ESL Supermarket Vocabulary

↓ Practice these English expressions with ESL worksheets below ↓

Groceries

The items you buy at the supermarket are called “groceries”. If I go to the supermarket and buy some apples, laundry detergent and napkins these are the groceries I bought.

“We are out of food in the house. I need to get some groceries.”

Aisle

The aisle is a row of products in the store. The typical American supermarket is set up with about 12 to 15 aisles or rows. They are set up in lines starting from the front of the store and going to the back. The aisles have a sign above them that tells you what is sold in that row.

“The bread is in aisle 3.”

Cashier

This is the person that you pay when you are done shopping. They are behind a counter and they have a computer that they use to enter prices.
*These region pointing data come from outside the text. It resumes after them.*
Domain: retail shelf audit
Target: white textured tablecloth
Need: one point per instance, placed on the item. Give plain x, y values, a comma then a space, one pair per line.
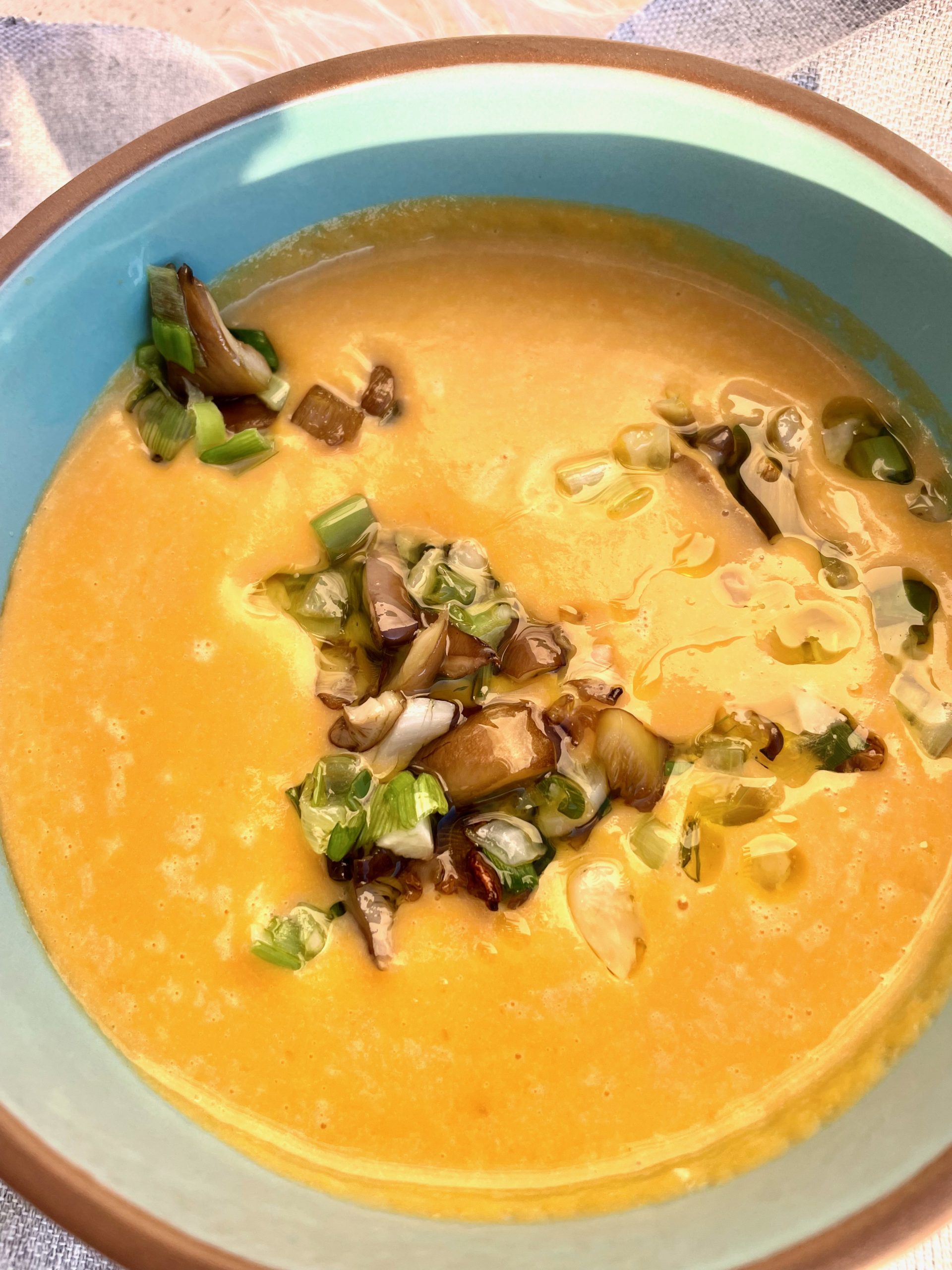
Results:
70, 94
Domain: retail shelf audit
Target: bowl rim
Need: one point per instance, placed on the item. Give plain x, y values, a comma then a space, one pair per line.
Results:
60, 1189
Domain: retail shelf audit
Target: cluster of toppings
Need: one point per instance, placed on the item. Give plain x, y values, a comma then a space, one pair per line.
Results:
443, 770
757, 460
219, 386
445, 774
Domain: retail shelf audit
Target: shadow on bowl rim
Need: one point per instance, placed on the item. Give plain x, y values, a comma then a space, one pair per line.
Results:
65, 1193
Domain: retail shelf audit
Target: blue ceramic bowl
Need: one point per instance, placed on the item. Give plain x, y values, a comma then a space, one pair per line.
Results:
833, 198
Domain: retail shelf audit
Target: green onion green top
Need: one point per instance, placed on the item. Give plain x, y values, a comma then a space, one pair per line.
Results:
346, 526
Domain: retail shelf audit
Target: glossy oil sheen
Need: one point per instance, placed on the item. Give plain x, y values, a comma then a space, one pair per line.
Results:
867, 216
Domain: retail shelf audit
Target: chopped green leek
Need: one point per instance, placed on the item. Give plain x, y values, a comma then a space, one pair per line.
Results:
488, 623
243, 451
173, 342
336, 776
164, 425
832, 749
481, 684
564, 794
450, 586
516, 879
171, 327
653, 842
327, 596
149, 359
276, 955
345, 837
429, 798
295, 940
924, 600
690, 851
403, 803
210, 426
346, 526
881, 459
361, 788
275, 393
545, 860
258, 341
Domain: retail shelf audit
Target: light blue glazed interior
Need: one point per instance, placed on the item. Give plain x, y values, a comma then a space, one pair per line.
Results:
613, 137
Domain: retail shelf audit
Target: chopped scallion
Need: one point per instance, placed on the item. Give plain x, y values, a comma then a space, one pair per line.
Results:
171, 325
362, 785
450, 586
275, 393
295, 940
568, 798
486, 623
258, 341
345, 526
276, 955
148, 357
164, 425
832, 749
429, 798
210, 426
241, 451
173, 342
345, 837
881, 459
516, 879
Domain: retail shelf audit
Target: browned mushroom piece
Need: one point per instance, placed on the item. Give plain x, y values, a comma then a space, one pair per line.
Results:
232, 369
375, 908
483, 881
380, 393
465, 656
597, 690
248, 412
393, 613
717, 444
573, 715
423, 661
323, 414
362, 727
869, 760
633, 758
493, 751
535, 649
379, 864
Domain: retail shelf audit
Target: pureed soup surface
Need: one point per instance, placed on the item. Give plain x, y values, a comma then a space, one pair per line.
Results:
154, 711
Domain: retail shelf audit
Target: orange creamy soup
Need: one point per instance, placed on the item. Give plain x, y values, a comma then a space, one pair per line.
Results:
625, 863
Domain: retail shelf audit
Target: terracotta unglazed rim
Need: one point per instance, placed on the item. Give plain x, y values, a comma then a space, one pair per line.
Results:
64, 1192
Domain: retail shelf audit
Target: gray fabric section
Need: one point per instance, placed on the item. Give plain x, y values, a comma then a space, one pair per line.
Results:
766, 35
71, 94
898, 71
31, 1242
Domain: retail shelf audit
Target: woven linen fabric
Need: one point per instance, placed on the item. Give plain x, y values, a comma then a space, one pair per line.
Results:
70, 94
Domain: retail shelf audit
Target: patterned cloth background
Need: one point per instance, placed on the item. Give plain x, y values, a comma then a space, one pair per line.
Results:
70, 94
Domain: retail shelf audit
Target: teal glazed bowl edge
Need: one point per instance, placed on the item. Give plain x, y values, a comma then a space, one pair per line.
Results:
831, 197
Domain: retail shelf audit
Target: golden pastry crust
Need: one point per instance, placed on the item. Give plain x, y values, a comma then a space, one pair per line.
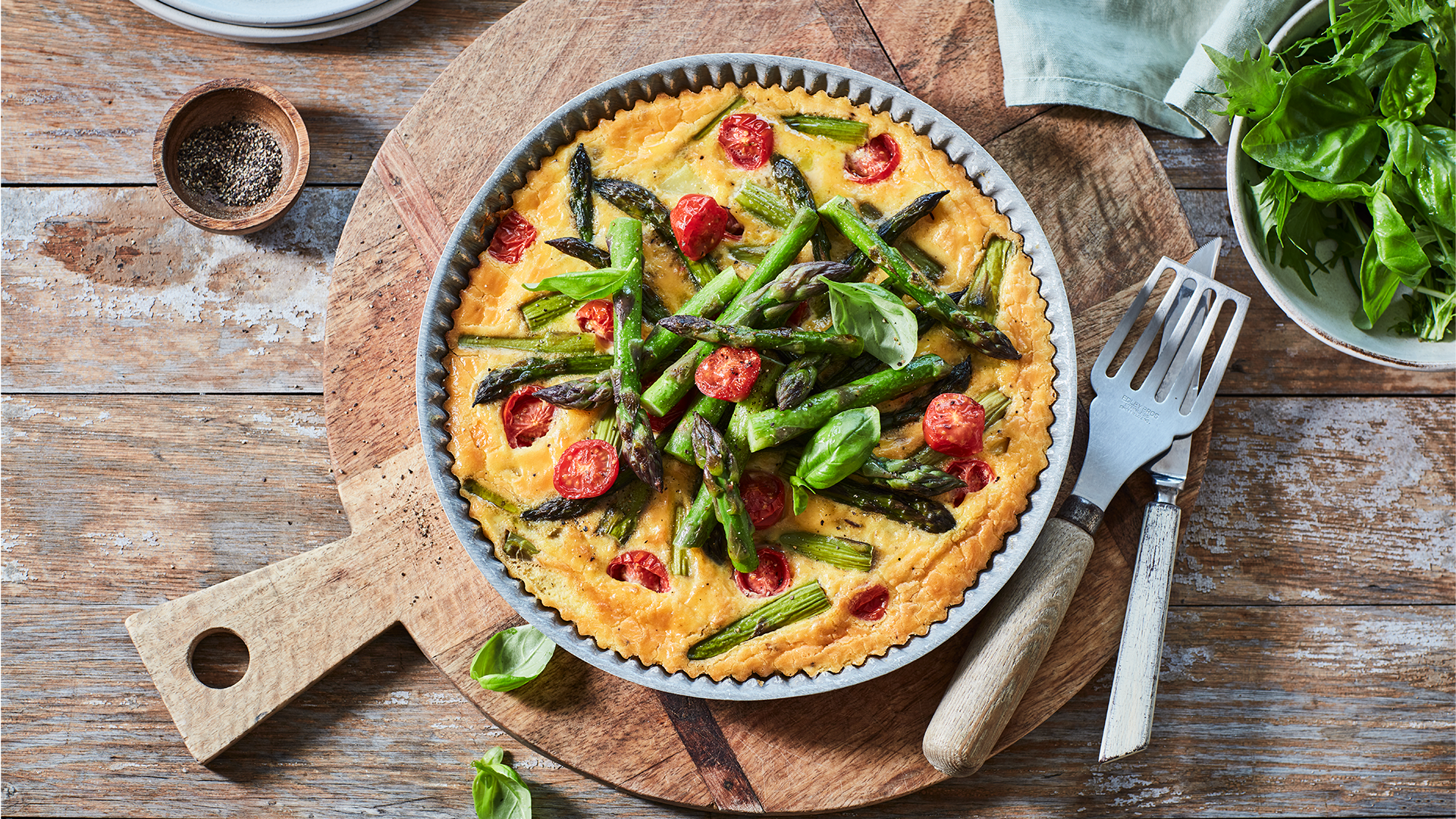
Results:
925, 573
“I tried to pay the cashier with my credit card, but it was declined.”

Lane

The cashiers are set up in rows of about ten and they are called lanes. The lanes are numbered and a cashier may tell you “I can check you out in Lane 2.” This means that the cashier will take care of you in Lane 2.
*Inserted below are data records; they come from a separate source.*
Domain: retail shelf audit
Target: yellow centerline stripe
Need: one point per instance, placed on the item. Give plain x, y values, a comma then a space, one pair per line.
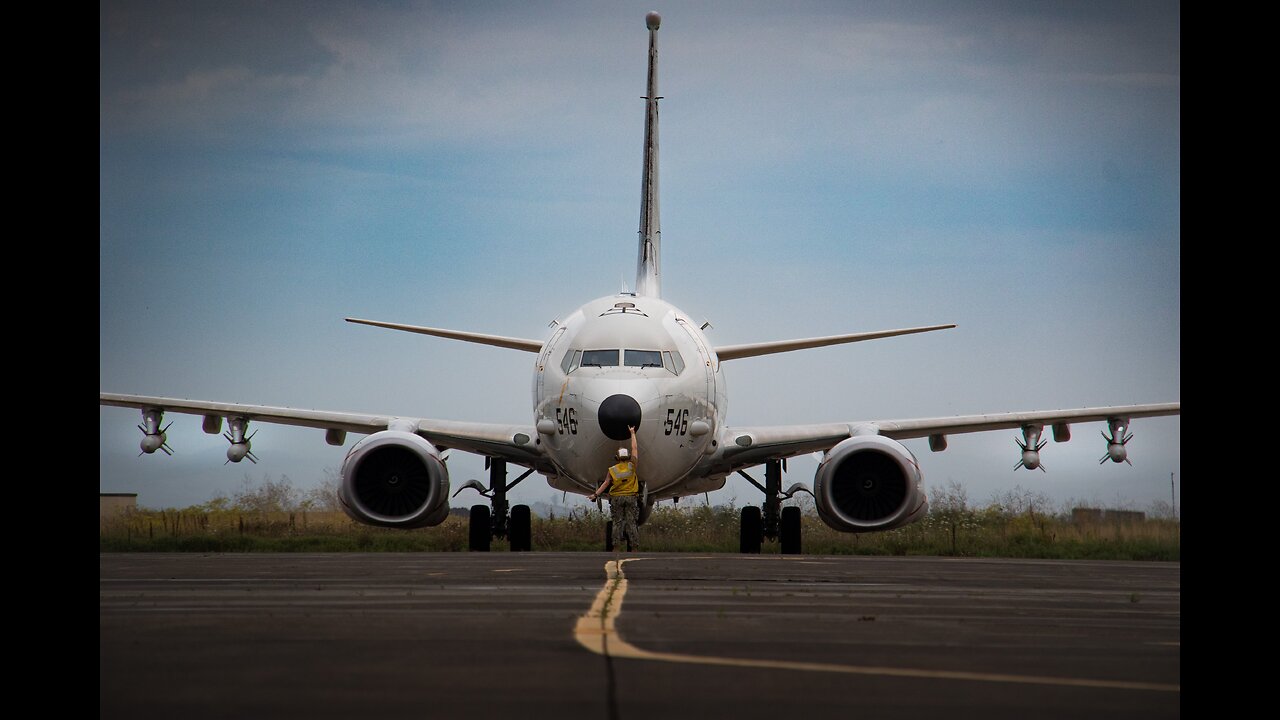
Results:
595, 630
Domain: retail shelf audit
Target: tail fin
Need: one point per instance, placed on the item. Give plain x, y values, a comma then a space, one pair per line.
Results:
648, 267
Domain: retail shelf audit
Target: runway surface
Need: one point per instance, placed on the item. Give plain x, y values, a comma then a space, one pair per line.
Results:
658, 636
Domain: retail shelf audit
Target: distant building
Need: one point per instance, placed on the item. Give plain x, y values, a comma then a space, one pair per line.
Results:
113, 505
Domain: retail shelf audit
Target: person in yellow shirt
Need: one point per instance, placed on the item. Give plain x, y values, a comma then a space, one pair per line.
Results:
624, 484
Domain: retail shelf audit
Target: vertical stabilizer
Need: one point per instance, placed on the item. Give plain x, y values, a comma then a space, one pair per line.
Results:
648, 268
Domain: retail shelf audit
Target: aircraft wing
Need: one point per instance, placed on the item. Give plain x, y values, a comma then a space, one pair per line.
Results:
508, 442
754, 445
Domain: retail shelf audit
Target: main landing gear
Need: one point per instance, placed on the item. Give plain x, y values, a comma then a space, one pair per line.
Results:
496, 523
771, 520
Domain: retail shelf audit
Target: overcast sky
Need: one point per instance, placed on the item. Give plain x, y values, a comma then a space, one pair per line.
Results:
270, 168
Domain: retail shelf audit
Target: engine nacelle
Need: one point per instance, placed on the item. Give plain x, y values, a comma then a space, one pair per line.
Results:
394, 479
869, 483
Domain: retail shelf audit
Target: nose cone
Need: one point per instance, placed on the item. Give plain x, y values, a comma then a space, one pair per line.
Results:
616, 414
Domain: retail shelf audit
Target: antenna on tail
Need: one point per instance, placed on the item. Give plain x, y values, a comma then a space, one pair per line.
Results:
648, 267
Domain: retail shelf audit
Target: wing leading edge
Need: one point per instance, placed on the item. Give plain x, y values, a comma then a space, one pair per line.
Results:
754, 445
513, 443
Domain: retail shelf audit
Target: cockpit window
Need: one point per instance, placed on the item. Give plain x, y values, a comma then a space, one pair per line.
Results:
599, 358
571, 360
672, 361
643, 359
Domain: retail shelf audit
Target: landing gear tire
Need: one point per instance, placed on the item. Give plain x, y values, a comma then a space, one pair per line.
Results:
790, 534
752, 532
521, 529
480, 531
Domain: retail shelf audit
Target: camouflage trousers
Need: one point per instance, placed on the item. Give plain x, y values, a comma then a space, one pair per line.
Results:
626, 515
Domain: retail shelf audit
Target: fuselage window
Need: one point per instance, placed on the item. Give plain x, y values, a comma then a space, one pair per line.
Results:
672, 361
643, 359
599, 359
571, 360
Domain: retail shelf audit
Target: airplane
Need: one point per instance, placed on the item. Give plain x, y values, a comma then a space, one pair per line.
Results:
624, 360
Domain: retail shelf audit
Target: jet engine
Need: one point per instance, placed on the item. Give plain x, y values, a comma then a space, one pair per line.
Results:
869, 483
394, 479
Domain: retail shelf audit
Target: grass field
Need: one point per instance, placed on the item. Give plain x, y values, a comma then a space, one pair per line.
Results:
995, 531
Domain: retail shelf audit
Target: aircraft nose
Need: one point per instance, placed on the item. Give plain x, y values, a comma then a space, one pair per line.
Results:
616, 414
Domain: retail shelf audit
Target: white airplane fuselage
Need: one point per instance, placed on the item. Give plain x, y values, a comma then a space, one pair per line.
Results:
629, 360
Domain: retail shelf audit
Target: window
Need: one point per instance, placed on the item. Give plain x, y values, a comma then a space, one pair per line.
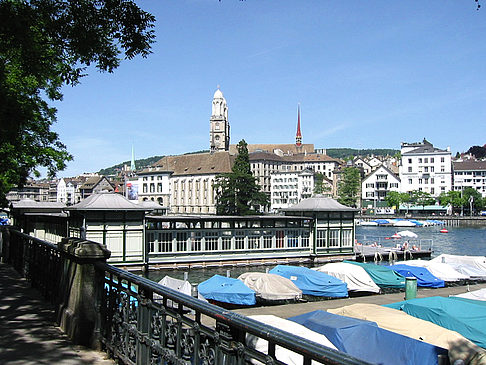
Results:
211, 239
334, 238
321, 238
347, 238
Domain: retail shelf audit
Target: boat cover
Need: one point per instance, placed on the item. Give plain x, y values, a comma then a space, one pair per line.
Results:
271, 286
283, 354
404, 223
312, 282
479, 262
443, 271
465, 317
475, 294
424, 277
382, 221
182, 286
380, 347
355, 276
407, 234
406, 325
383, 276
473, 272
227, 290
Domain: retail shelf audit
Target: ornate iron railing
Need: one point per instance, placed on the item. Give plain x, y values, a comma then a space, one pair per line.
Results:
141, 322
145, 323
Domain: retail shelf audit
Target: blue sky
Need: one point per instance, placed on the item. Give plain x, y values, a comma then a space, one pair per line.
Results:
368, 74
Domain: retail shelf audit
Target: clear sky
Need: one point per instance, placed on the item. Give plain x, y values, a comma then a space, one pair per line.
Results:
368, 74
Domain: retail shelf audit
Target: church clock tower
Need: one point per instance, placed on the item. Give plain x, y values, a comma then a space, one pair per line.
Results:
218, 124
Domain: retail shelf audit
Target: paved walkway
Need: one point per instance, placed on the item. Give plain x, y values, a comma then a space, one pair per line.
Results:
290, 310
28, 334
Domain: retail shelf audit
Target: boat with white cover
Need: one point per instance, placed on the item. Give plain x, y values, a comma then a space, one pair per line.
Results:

“All of the lanes have lines. It’s going to take forever to get out of here.”

Shopping Cart

This is a wagon like cart that is made of metal bars and can be pushed by its handle. Anything you buy in the store is put in these while you shop.

“I’m not going to buy a lot. I won’t need a shopping cart.”

Cold Cuts

These are sliced or cut meats like ham or turkey that are used to put on sandwiches.

“We’ll have to buy some cold cuts to make sandwiches.”

Coupon

This is a small piece of paper, usually cut out of a newspaper, which you give to the cashier when you pay for what you buy. The coupon gives you a discount on an item you buy.

“I’m going to use this coupon for $.50 off of diapers.”

Meal Deal

Many supermarkets offer a combination of food sold for one price that you can eat for dinner. An example of a “meal deal” would be an offer of a plate of turkey, potatoes and green beans for $5.95.

“They’ve got a meal deal at Randall’s for $7.00."

Deli

This is the part of the store where you buy meat and cheese for sandwiches.

“I’m going to get a pound of Black Forest ham at the deli.”

Bakery

This is the part of the store where you buy cakes and other dessert type food.

“They have a great selection of pastries in the bakery.”

Dairy

This is where the food items like milk and cheese are found.

“I need some milk and cheese from the dairy section.”

Produce

The section where you find fruits and vegetables.

“You’ll find the carrots and the apples in the produce section.”

Condiments

These are any items that go on food like ketchup, mustard, mayonnaise, relish, etc…

“I’m going to stop in the condiment aisle to get pepper and salt.”

Cleaning Supplies

In this aisle you will find all your household cleaners, bleach, mops, and sponges.

“We are going to need some cleaning supplies to get this place clean.”

Seasonal

This is the section where you would find beach toys in the summer, Halloween costumes in the fall and Christmas things in the winter. This section always changes to fit people’s needs for that time of year.

“During the month of February you will find Valentine’s Day chocolates and cards in the seasonal section of the store.”

Check out

This expression is another way to express that you are going to pay.

“Sir, are you ready to check out?” This is like saying: “Sir, are you ready to pay?”

Paper or Plastic?:

When you go to pay for your food the cashier will ask you this question. What they are asking is if you want your groceries put in plastic bags or paper bags.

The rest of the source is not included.